Preventing overdose deaths 'not rocket science,' activist says
Potent, unreliable street drugs have caused thousands of deaths, making people turn to crime
In her decades of working with people struggling with addiction, Julie Dingwell has never met a person who woke up and decided to be a "junkie," or a "street sex worker."
The people she works with at Avenue B in Saint John are often driven to extremes because of the lack of a safe drug supply and the criminalization of drug consumption, she said. She's lost count of how many people who have died from tainted drugs, she said, and what makes it worse is that a solution exists.
"This isn't rocket science," she told Information Morning Saint John. "We just have to jump on board and decide that we're tired of hearing about our people dying."
Avenue B is hosting a Harm Reduction Symposium virtually starting Wednesday, where speakers will discuss how to reduce the number of preventable deaths in New Brunswick and Canada.
According to Health Canada, 26,600 people died of opioid toxicity in the last five years. And in the first year of the pandemic, there was a 95 per cent increase in those deaths, with the number staying steady. The
Saint John police recently sent out an alert saying carfentanil, a powerful opioid, was involved in two sudden deaths in January and February.
The federal government has recently begun funding safer supply programs, where the focus is less on getting people off opioids, and more on giving them access to regulated drugs
One of the speakers at the symposium is Nancy Henderson, the manager of one of those safer supply programs, in Peterborough, Ontario.
When people aren't worried about getting arrested or dying each time they use, everything changes, Henderson said.
"It's a massive change that is visible," Henderson told Information Morning Saint John.

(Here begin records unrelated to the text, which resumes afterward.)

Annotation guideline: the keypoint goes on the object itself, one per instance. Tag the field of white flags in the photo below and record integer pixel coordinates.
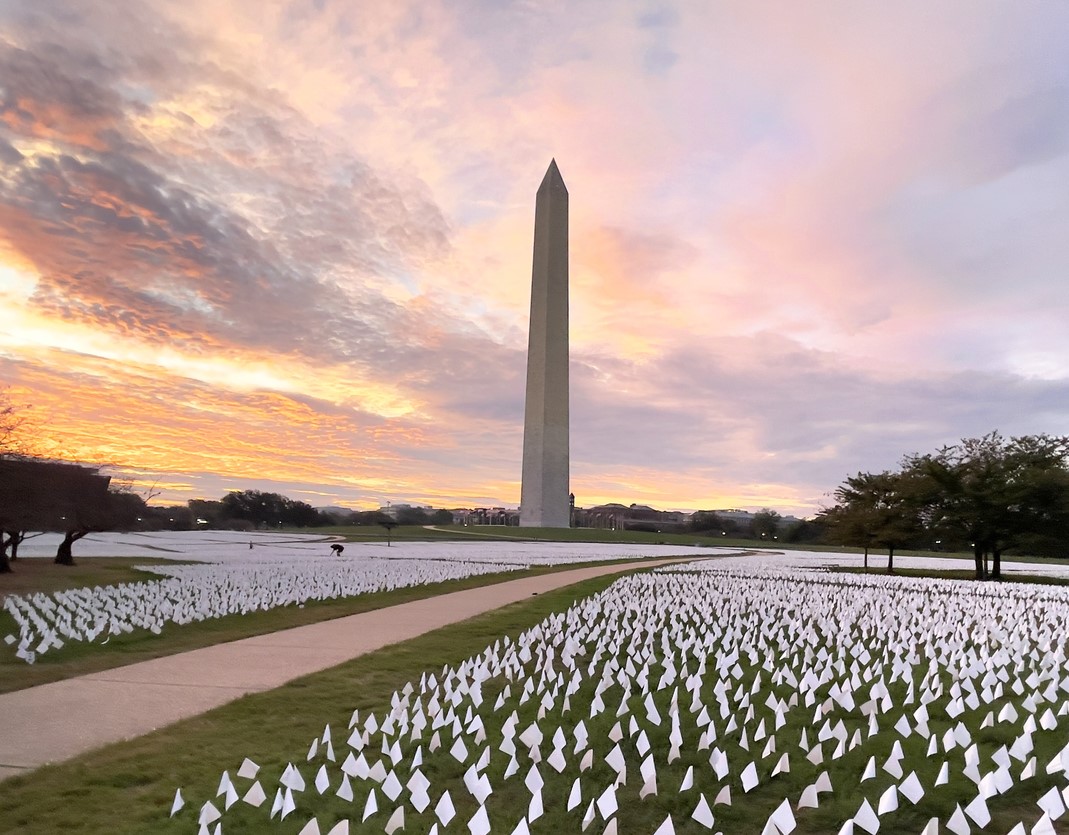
(734, 696)
(238, 573)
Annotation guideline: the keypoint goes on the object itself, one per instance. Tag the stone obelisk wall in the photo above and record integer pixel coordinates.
(543, 499)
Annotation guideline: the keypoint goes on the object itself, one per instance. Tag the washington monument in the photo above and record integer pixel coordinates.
(543, 492)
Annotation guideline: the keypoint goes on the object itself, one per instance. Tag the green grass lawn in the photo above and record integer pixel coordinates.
(37, 574)
(79, 658)
(128, 787)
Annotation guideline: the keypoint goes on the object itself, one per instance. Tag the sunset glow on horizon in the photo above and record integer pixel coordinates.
(288, 246)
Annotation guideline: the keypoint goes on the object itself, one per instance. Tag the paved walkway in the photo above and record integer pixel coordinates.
(56, 722)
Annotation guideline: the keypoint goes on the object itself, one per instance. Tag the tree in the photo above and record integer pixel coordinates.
(389, 524)
(442, 517)
(764, 524)
(994, 493)
(703, 521)
(882, 508)
(412, 515)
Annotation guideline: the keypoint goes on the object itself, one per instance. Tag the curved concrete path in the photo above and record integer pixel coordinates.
(56, 722)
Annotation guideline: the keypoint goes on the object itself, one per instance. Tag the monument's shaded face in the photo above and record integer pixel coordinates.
(543, 498)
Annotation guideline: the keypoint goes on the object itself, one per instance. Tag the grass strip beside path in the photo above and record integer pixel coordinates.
(128, 787)
(80, 658)
(31, 575)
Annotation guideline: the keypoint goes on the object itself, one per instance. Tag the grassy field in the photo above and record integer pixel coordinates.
(78, 659)
(32, 575)
(127, 788)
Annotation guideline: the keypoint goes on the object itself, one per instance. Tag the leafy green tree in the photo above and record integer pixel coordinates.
(877, 509)
(706, 521)
(765, 523)
(995, 493)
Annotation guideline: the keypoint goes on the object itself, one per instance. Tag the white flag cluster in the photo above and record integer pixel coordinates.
(736, 698)
(231, 580)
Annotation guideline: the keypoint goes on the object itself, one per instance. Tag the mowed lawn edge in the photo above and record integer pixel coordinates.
(128, 787)
(79, 658)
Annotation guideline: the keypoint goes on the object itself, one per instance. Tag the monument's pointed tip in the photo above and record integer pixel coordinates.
(553, 178)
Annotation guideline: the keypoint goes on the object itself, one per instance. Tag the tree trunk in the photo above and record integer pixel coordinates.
(63, 554)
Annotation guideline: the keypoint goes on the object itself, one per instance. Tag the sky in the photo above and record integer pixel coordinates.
(287, 246)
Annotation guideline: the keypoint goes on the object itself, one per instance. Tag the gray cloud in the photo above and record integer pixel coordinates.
(152, 243)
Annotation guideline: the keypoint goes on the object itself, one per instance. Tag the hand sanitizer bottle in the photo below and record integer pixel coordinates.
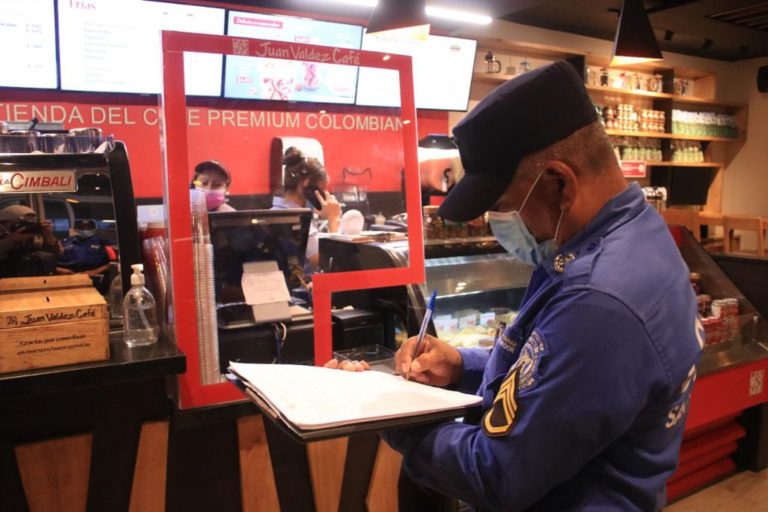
(139, 313)
(116, 296)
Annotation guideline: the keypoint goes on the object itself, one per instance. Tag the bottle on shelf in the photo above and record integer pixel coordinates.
(139, 312)
(115, 297)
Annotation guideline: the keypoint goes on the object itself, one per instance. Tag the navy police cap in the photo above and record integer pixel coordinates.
(525, 114)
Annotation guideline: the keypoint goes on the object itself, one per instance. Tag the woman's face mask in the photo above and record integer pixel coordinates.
(515, 237)
(214, 198)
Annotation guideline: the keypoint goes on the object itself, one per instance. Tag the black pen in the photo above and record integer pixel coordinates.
(424, 324)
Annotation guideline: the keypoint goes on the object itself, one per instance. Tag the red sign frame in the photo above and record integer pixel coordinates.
(192, 392)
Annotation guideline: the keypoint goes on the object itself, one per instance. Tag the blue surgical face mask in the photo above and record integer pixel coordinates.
(515, 237)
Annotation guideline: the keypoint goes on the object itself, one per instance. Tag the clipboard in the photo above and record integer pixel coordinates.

"Engagement in services is up. And people don't have to hustle to get money to buy their drugs.
And so that leaves a whole bunch of time for people to be able to engage in other activities and access other services, including health care."
Henderson said clinics that are designated safer supply spots have a nurse practitioner or a doctor who meets with people, confirms they're already using drugs, and prescribes them the appropriate medication.
The program also includes wrap-around services such as mental health and housing resources.
Henderson said there's no evidence to support the idea that harm reduction enables drug use. In fact, when people are no longer going to the emergency room or having extended hospital stays, "the cost saving is indisputable."
There is already one safe consumption site in Moncton, and Health Minister Dorothy Shephard has promised to have one in each major city in the province.
Dingwell said change starts with individuals challenging the stigma they hold, but ultimately real change can only come if governments are on board.
"All these people that have died, they belong to somebody. They belong to us. And so we have to start thinking as a community, as a province, as a country, because it takes a country to change these big policies," she said.